次こそはと挑んだ18年は、故障のためあえなく棄権した。
「痛み止めの注射を打っても出るつもりだったんですが、香川師範に止められました。調子は悪くなかったので(タイトルを)取れそうなときに挑戦したかった」と悔しがる。
対決は五輪前年の今年に持ち越されましたね──そんな話を向けたとき、無邪気な笑顔がピシッと引き締まった。
「うーん。なんていうか、東京五輪に出られればそれはうれしいですが、そのために空手をやると、そこで結果を出さなきゃって追い込まれますよね。もっと空手を楽しみたい。世界一は目指していますが、世界選手権も、ほかの大会も、私のなかでは同じ(価値)なんです」
言葉を選ぶように語ってくれた宮原は、空手が五輪の新競技に決定した16年に初めて日の丸をつけ、あっという間に頭角を現した。

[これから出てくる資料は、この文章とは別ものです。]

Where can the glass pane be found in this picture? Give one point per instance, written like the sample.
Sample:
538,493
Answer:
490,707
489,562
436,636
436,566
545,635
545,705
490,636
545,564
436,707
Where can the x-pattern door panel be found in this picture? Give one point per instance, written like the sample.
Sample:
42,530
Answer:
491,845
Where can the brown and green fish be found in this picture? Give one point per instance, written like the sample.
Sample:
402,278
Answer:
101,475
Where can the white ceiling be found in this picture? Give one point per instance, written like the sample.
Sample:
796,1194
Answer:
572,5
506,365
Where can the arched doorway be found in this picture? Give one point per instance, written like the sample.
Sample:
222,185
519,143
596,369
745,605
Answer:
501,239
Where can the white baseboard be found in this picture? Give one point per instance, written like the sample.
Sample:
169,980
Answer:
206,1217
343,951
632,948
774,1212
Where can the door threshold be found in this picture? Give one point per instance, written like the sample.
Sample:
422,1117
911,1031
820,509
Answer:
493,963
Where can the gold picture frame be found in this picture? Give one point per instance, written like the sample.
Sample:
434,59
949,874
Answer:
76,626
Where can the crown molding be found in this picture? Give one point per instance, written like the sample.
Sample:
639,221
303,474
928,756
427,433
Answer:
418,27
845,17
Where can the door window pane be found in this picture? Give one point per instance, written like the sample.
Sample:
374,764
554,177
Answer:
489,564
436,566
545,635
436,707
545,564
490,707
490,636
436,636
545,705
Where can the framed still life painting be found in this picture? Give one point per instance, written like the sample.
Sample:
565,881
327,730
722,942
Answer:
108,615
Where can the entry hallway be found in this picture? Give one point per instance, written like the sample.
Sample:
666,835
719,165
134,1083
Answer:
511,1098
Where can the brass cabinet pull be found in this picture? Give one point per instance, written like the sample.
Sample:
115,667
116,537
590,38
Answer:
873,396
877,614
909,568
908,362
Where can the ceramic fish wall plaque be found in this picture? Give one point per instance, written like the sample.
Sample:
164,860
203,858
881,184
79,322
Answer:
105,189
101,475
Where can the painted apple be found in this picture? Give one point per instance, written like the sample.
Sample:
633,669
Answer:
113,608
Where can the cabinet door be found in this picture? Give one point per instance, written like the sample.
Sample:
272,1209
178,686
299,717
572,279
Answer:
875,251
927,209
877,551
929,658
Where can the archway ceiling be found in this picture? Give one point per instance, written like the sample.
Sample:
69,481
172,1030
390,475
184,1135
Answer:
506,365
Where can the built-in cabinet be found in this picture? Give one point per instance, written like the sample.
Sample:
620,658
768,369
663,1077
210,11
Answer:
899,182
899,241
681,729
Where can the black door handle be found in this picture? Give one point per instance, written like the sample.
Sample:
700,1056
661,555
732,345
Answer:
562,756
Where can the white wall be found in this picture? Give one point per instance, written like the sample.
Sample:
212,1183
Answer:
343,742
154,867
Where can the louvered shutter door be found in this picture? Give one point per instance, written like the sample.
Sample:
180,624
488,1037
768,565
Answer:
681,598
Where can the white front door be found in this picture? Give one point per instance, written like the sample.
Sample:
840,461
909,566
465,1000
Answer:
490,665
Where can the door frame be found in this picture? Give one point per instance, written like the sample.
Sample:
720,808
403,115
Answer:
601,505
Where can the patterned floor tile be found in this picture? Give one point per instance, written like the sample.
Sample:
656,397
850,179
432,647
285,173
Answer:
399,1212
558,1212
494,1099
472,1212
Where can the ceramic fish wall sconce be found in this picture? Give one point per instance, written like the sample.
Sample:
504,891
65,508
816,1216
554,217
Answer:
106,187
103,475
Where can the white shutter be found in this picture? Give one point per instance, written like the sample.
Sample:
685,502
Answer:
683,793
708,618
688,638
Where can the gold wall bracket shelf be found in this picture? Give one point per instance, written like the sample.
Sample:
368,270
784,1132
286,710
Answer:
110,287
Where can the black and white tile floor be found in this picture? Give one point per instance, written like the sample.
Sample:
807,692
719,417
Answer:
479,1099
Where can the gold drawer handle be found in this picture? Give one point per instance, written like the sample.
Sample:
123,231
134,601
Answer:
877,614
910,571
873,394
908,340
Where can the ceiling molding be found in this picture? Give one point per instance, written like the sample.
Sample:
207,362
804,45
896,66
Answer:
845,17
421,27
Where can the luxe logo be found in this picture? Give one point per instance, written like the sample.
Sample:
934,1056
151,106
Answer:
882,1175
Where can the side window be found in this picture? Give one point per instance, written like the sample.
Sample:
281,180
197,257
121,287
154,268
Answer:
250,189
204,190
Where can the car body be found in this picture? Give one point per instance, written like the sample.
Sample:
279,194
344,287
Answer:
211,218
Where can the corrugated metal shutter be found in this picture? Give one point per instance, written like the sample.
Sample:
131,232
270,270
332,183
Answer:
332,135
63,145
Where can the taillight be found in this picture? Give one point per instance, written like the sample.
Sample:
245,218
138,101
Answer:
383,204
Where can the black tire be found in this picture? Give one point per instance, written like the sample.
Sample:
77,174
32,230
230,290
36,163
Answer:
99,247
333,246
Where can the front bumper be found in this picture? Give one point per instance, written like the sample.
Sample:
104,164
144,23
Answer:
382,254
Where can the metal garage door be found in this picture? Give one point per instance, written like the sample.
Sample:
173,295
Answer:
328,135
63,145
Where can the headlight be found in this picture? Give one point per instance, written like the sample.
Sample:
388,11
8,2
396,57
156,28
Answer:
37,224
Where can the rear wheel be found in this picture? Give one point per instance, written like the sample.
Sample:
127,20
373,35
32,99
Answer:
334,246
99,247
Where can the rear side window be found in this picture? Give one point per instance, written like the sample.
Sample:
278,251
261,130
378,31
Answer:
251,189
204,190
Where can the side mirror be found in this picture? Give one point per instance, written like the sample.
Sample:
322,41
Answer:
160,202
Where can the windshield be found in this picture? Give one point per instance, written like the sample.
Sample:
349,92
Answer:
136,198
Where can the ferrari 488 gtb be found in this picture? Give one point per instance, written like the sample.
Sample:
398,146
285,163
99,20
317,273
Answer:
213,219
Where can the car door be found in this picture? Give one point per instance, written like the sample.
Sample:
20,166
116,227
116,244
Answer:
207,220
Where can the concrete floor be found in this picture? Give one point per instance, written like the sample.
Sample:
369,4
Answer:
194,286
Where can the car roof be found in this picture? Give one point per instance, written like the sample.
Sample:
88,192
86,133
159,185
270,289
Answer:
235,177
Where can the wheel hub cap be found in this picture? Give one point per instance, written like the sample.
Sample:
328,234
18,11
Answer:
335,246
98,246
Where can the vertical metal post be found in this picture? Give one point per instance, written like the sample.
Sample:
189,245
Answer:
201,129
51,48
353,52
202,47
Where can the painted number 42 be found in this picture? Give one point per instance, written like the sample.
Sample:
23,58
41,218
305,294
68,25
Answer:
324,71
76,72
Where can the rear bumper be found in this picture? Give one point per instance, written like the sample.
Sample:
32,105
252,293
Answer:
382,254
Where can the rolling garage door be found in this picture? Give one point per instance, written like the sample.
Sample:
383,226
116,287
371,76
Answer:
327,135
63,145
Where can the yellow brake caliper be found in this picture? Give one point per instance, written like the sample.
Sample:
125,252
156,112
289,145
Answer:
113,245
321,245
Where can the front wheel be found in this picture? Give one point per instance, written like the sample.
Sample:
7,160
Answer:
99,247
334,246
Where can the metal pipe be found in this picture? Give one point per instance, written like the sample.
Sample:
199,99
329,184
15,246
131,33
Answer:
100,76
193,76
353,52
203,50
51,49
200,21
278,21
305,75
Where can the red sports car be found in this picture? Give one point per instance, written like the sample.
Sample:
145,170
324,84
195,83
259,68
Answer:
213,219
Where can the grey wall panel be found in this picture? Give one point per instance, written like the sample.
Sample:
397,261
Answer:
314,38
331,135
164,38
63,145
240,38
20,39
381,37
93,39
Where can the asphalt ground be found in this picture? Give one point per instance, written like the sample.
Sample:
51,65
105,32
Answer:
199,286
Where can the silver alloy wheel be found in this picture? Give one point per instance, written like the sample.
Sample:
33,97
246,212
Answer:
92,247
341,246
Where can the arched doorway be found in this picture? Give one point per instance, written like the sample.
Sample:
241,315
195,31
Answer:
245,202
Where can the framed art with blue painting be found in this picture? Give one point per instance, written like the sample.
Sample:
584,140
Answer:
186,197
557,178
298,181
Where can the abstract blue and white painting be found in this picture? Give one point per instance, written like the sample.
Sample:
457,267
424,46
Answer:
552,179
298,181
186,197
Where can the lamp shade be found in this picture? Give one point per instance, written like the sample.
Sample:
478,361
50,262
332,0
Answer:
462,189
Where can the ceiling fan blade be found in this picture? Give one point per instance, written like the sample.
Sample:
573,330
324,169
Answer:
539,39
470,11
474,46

知り合いの知り合いと名乗る人に声をかけられるなど「遠かった人が急に近くなり困惑する」(宮原)と、以前の環境とのギャップを感じている。
一方、空手に励むため地元福岡から東京の高校に進学させてくれた両親は静かに見守ってくれる。「出られたらいいね、くらいしか言わない」(同)ので、精神的に助かっているそうだ。
東京五輪は新競技にとって千載一遇の周知、普及のチャンスでもある。重圧は想像に難くない。そんなストレスの解消法はお出かけ。近くの立川か「たまに都心」(同)で、友達と大好きなタピオカドリンクを飲む。